Association lacks support for chemical treatment of weeds


SALISBURY - The Lake Wononscopomuc Association has temporarily shelved its plans to treat the lake with herbicides this spring.

About 50 people attended an informational forum Saturday afternoon in Town Hall and, according to association President Bill Littauer, about two-thirds of the attendees spoke out against the use of chemicals in a small portion of the lake. Littauer said there was broad agreement among attendees and the Board of Selectmen that a more effective approach to controlling the invasive Eurasian milfoil is needed.

"The question is how to do it," Littauer said in an e-mail. "At the moment we don’t have sufficient community support for even a limited use of a fairly benign herbicide."

Association member Mary Silks gave a PowerPoint presentation and used visual aids to illustrate the difference between using the herbicide in high concentrations and the more diluted form that would be used in Lake Wononscopomuc.

But many other attendees expressed concern about dangers posed by even limited use of Reward and Renovate — the two chemicals recommended by the association’s consultant at Aquatic Control Technologies.

As he did at an association meeting in October, Bruce Schearer raised questions about the use of the chemicals. Schearer could not be reached for further comment.

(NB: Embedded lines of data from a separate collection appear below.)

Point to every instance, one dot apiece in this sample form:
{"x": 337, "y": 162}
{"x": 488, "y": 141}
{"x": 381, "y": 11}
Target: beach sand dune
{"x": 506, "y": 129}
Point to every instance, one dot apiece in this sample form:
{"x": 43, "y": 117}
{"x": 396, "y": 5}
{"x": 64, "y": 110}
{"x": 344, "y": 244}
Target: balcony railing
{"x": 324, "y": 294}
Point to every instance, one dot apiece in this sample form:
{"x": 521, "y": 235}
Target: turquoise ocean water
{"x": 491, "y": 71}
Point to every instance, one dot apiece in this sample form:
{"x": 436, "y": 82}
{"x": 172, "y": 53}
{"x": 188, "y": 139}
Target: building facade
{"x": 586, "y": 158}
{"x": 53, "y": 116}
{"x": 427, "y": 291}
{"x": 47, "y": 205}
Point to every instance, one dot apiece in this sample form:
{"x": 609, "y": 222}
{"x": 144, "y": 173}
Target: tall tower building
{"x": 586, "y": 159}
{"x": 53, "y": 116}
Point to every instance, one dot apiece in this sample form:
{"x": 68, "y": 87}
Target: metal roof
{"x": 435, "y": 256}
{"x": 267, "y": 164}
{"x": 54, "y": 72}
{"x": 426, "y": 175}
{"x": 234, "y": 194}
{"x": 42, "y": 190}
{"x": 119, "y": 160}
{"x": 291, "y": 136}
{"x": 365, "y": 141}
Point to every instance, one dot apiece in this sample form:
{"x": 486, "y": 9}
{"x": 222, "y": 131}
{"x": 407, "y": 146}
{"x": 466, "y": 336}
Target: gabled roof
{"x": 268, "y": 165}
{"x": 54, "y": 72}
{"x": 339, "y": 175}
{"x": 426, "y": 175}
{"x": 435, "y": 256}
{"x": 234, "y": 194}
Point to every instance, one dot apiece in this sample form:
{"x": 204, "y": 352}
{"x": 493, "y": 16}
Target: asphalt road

Also weighing in was Jim Morrill, a science teacher at The Hotchkiss School, who questioned whether using herbicides (instead of harvesting) would have any effect on the continued introduction of nutrients such as phosphorus that cause much of the lake’s weed growth.

In 1988, the lake association, with help from Hotchkiss, bought a marine harvester and donated it to the town of Salisbury. Each year since then, the town, Hotchkiss and the association have spent up to $30,000 per year to cut the milfoil during the growing season.

In an e-mail, association member Bob Blank praised Silks’ presentation as "excellent and thorough," but added that "anyone who was not convinced of the effectiveness and safety of the recommended herbicides probably never will be no matter what evidence is presented."

In addition to milfoil, Lake Wononscopomuc harbors some species of aquatic plants listed as rare or endangered that could also be harmed by herbicides. State Department of Environmental Protection regulations typically prohibit the harming of such plants by herbicides unless it issues an incidental taking permit, which can lengthen the permitting process.

Gerry Smith and Marc Bellaud of Aquatic Control Technologies plan to attend a professional conference soon in which they should be able to ascertain "whether we even have a shot at using a herbicide in view of the two listed plant species in our lake," Littauer said.

Then Littauer will pull together some data on alternative means of improving the removal of the dense beds of milfoil. An association board meeting will follow, most likely in February.

In an interview, First Selectman Curtis Rand said the Board of Selectmen would "like to take a harder look at the management of the lake — not only weeds but in other areas such as water quality." The town, he said, would like to help get some answers.

The nonprofit Lake Wononscopomuc Association was formed in 1988 to help the town maintain the lake. The association last floated the idea of chemical treatments in 2001, when an informational meeting on the subject drew an emotional crowd at the Salisbury Congregational Church and prompted association officials to drop the idea.